Andrea Een developed mastery of the Hardanger fiddle through seven research trips to Norway from 1979 through 1992. She has learned in direct tradition from Norwegian master fiddlers such as Lars Skjervheim (Voss), Gunnar Stubseid (Setesdal), Vidar Lande (Setesdal/Telemark), and Hauk Buen (Telemark). She is an associate professor of music at St. Olaf College in Northfield, Minnesota where she teaches violin, viola, chamber music and Hardanger fiddle. She has a doctor of musical arts in violin performance and literature with a minor in ethnomusicology from the University of Illinois Champaign-Urbana, where her doctoral dissertation was on the hardingfele. Since 1980, Dr. Een has given over 100 lecture recitals in America and around the world. She was a featured performer on the Minnesota Historical Society recording, "Norwegian-American Music from Minnesota, Old-Time and Traditional Favorites." In 1987, she was invited to give a lecture on Norwegian-American musical traditions at the landskappleik (Norway's most important folk music festival and competition) in Sogndal, Norway. She has also been featured on Norwegian television in a series, Dem Som Dro Vest (Those Who Went West), about Norwegian traditional music in the Upper Midwest and has been interviewed on Norwegian radio. Dr. Een is a founder, board member, and life member of the HFAA. She has taught at the organization's annual workshops for ten years.
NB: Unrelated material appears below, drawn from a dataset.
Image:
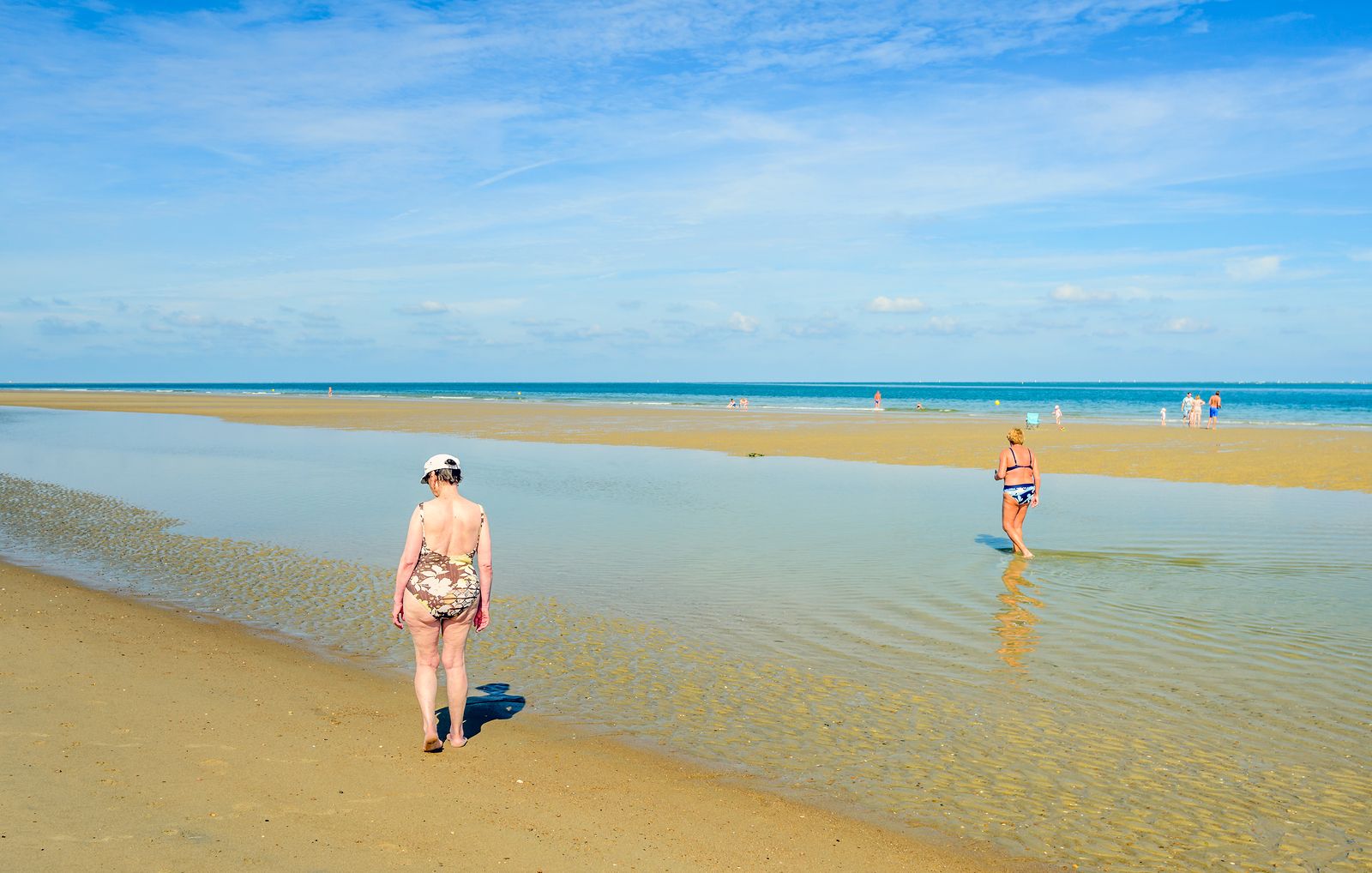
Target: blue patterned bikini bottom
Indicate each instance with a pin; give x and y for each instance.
(1021, 493)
The most prominent Hardanger fiddle player in the US, Loretta Kelley of Washington, D.C. is an outstanding performer and teacher. She began serious study of the instrument in 1979, when she made the first of many trips to Norway. Loretta has taught and performed extensively throughout the United States and has written several magazine articles about the hardingfele, and a book of tune transcriptions. From 1991-1994, she served as president of the HFAA, and in 1994 her playing was featured in an hour-long program on Norwegian radio. Her first recording, Dansekveld, was released in 1990, and she has recently released a new CD, Amerikaspel.
Karen Torkelson Solgaard, from Minneapolis, Minnesota, taught beginning-level hardingfele at the HFAA annual meeting in 1997. She served as editor of the HFAA's Sound Post for three years as is now the organization's Vice President. Karen has been an organizer of the Twin Cities Hardingfelelag and is a musician with Det Norske Folkedanslaget in Minneapolis. She has also taught strings at a local Waldorf School.
Also assisting with instruction were Karin Løberg Code of Kalamazoo, Michigan, and Becky Weis of Minneapolis, Minnesota. Both have studied with many Norwegian master fiddlers both in the USA and in Norway and have taught at numerous workshops around the country.
Ron Poast, from Black Earth, Wisconsin, has been making instruments for 25 years and Hardanger fiddles for 13 years. His instruments have been featured in a touring exhibition of Wisconsin folk art organized by Wisconsin's John M. Kohler Arts Center.